Innanzitutto la qualità del prodotto, mangiare bene deve essere sempre la base.

La qualità degli ingredienti per esempio, alcuni li importiamo direttamente dall’Italia, come i "Pomodorini del piennolo del Vesuvio", la mozzarella campana, la miscela di farine per pizza certificata del molino italiano “Le 5 Stagioni”. Per quanto riguarda la preparazione della pizza segue la ricetta classica napoletana, con la lievitazione naturale di 36 ore, che risulta molto più digeribile.
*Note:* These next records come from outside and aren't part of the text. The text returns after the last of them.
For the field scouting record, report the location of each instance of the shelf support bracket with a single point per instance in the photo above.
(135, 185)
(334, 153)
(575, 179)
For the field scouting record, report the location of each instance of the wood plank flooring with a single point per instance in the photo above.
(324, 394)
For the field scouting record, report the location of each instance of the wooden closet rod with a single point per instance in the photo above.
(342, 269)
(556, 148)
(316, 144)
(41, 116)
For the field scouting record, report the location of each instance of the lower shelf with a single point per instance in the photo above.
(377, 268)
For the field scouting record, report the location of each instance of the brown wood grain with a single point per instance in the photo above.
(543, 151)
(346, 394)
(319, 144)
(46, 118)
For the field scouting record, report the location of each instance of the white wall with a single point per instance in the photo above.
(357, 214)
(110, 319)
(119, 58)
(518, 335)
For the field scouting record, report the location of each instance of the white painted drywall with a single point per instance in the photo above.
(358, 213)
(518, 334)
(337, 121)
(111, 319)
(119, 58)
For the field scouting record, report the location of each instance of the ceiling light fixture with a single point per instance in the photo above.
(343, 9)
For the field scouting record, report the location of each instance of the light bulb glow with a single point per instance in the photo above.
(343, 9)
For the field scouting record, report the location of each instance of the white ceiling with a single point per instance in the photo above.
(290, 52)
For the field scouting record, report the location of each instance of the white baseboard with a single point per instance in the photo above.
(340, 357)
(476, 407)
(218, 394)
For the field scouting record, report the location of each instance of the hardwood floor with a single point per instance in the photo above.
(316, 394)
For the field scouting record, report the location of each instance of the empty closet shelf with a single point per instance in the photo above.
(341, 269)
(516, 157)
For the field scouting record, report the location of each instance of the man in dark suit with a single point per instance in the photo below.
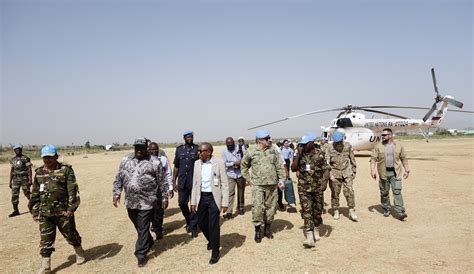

Un altro segreto per lavorare bene in America è garantire la costanza del prodotto. Quando una cosa piace, buona o cattiva che sia, l’importante è continuare sempre sulla stessa linea.

 

E portare la propria italianità in America, non solo dal punto di vista della cucina, ma anche della propria cultura. Tanti italiani in passato hanno fatto ristorazione adattandosi al gusto americano per non contraddire il cliente. Noi nel nostro “integralismo” imponiamo quella che è la vera cucina, ma lo facciamo naturalmente in un modo educativo.

Un quinto della popolazione newyorchese è di origine italiana, tantissimi!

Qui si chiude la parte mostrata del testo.